Since the sum of IMFs is equal to the original data, I think splitting first or decomposing first will not affect the forecasting result much. Instead, normalization may make some affection.
But the paper I linked suggests it makes a massive difference. I understand the computational costs, but its totally nonsensical to implement a forecaster with future access...
Thanks, I have read the paper. Admittedly, this predictor has the look-ahead bias as most predictors have. It has some future information in the training set but as we do not use the test set for training, it still has meaning. I am not sure why there is a massive difference, but if you use the rolling method to forecast the next 100th
day with a fixed training set, it does.
if you use the rolling method to forecast the next
100th
day with a fixed training set, it does.
Thanks. What do mean by 'it does'?
Does it perform well or worse than expected?

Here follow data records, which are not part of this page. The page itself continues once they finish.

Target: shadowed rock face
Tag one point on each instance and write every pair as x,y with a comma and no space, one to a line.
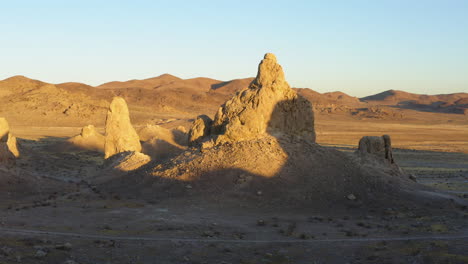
377,146
8,146
120,134
267,105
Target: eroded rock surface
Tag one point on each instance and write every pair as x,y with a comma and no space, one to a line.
377,146
120,134
268,105
89,138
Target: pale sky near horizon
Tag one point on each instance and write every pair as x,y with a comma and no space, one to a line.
358,47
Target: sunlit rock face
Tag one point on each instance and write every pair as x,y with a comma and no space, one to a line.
201,128
268,105
380,147
89,138
120,134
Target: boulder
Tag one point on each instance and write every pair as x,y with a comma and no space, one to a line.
127,161
380,147
268,105
8,145
120,134
89,138
201,128
160,142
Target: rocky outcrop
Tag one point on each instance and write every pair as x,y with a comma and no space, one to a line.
160,142
201,128
89,138
380,147
8,145
127,161
120,134
268,105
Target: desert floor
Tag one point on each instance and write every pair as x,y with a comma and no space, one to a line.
71,220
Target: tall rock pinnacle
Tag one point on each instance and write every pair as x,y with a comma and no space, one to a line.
268,105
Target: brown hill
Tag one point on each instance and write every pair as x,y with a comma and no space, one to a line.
232,87
145,84
338,98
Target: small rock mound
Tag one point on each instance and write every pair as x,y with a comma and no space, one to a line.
267,105
380,147
89,138
8,145
200,129
127,161
120,134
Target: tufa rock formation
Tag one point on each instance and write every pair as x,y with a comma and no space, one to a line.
161,143
89,138
201,128
120,134
8,146
127,161
377,146
267,105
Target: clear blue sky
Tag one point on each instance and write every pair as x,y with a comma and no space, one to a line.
358,47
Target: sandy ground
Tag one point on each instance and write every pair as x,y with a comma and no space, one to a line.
71,221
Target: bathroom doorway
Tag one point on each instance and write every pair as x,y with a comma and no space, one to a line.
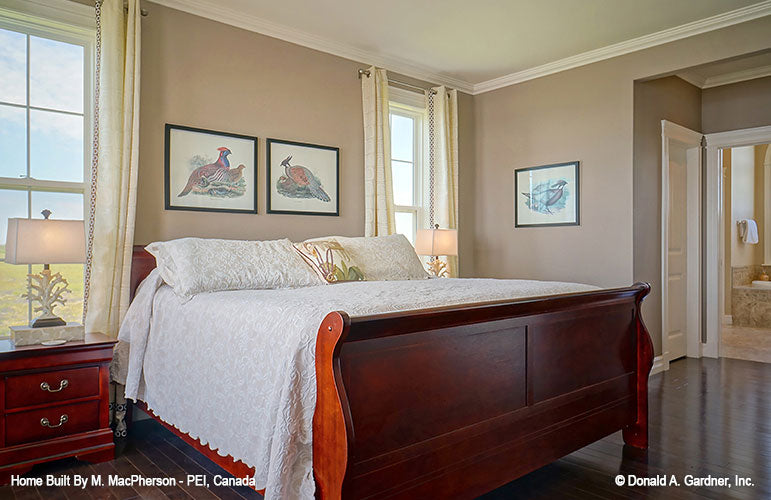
746,325
739,168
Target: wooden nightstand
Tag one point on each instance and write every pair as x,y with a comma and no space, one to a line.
54,403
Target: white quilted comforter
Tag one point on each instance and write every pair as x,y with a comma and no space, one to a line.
236,369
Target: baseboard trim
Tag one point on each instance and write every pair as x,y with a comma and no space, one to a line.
659,364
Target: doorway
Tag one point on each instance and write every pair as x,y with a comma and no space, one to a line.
680,242
718,269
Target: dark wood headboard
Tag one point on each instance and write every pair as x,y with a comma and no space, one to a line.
141,265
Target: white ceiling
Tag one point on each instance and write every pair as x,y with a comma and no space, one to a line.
470,43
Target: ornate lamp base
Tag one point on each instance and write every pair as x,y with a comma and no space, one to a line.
46,321
437,268
47,289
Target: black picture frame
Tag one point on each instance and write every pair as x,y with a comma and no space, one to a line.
168,205
269,185
576,196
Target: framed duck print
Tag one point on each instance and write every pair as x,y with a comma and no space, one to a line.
210,171
547,195
302,178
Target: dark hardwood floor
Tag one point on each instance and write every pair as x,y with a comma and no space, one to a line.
708,417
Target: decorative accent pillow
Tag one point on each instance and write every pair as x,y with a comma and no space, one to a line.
385,258
330,260
196,265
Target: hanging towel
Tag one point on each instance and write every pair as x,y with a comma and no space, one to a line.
748,230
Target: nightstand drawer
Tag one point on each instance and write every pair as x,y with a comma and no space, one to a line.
52,422
50,387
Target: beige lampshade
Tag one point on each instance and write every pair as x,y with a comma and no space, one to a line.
39,241
437,242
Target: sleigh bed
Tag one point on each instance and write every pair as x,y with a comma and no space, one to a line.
456,401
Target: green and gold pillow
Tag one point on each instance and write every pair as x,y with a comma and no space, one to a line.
330,260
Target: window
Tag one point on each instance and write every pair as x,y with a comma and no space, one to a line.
45,129
407,123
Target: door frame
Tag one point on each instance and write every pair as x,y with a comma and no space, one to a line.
715,228
692,140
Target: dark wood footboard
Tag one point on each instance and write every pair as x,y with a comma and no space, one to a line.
456,401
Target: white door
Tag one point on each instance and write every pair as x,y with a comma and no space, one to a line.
681,233
677,253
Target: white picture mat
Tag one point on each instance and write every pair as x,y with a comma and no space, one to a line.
323,164
524,180
184,144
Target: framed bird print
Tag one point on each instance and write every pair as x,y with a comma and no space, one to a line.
303,178
547,195
210,171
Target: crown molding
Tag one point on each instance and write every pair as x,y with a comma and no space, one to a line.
211,10
726,19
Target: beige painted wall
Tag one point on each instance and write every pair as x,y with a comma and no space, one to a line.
737,106
746,185
584,114
670,99
727,222
238,81
242,82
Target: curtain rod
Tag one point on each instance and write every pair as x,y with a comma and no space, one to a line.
142,12
415,88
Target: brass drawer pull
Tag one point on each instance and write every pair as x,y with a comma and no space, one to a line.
45,387
62,420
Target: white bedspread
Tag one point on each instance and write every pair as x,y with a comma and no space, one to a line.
236,368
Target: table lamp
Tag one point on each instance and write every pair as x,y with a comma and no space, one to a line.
436,242
46,241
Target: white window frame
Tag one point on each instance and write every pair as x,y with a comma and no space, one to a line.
411,105
63,21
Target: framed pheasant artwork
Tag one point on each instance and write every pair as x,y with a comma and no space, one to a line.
303,179
210,171
547,195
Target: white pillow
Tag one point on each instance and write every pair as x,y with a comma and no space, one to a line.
384,258
196,265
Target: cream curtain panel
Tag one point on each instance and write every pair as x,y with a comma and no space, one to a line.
115,175
378,182
443,131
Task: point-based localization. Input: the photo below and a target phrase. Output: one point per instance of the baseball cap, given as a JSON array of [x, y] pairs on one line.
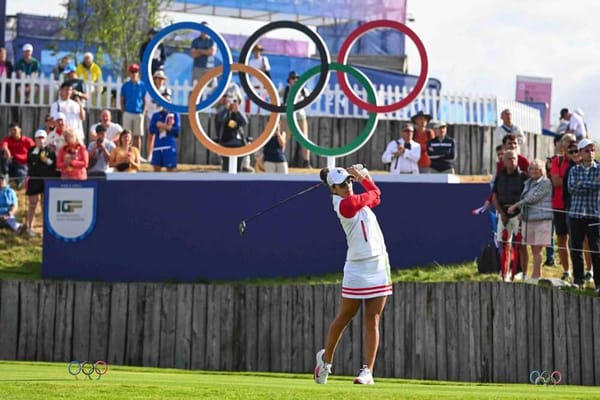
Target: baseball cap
[[59, 115], [336, 176], [40, 133], [584, 143]]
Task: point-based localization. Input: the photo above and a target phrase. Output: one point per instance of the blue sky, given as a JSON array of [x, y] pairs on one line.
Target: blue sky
[[481, 46]]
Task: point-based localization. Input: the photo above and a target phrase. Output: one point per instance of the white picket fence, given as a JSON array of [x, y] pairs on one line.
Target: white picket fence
[[453, 108]]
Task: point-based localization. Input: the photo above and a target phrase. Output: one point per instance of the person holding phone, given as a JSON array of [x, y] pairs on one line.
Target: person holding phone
[[367, 277]]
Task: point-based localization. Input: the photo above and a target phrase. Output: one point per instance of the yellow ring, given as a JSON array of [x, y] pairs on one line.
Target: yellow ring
[[203, 137]]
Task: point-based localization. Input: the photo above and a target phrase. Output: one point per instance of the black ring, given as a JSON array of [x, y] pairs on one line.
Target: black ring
[[323, 55]]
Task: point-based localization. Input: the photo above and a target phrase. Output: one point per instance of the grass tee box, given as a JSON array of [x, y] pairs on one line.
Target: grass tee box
[[32, 381], [187, 230]]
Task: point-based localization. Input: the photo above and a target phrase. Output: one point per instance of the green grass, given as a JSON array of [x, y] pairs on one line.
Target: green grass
[[21, 380]]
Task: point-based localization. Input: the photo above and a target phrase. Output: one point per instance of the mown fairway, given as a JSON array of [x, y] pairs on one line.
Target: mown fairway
[[19, 380]]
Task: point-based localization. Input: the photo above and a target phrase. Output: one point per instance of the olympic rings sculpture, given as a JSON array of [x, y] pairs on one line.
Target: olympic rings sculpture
[[342, 69], [545, 378], [88, 368]]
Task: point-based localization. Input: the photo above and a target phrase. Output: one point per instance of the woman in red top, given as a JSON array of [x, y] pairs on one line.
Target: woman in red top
[[73, 158]]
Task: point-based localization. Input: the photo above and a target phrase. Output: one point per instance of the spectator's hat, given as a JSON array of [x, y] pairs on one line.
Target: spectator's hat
[[159, 73], [40, 133], [59, 115], [408, 127], [584, 143], [420, 114], [69, 68], [336, 176]]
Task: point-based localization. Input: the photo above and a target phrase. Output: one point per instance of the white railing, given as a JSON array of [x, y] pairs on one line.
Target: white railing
[[454, 108]]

I have tried two ways of the rolling method. One is updating the training set and test set for each run, and then it will output a similar performance as this program (a good one, one-step-ahead forecasting. I am not sure about the performance of this method in this program since I've only tried it on a few datasets.). Another is only using the original training set without any data in the original test set, after the first splitting. When finishing a forecasting run, the result will be added to the training set again and again for the next day's forecasting (a bad one, 100-step-ahead forecasting). The second method can predict the data for a long time in the future, but it is very poor due to the accumulated bias.
Thanks for the insight. I suppose it may be helpful to include a rolling one-step implementation (although it would be compute-intensive) or at least a warning of the lookahead.
I could be mistaken, but I think you might be incorporating some lookahead since the CEEMDAN decomposition views the entire series.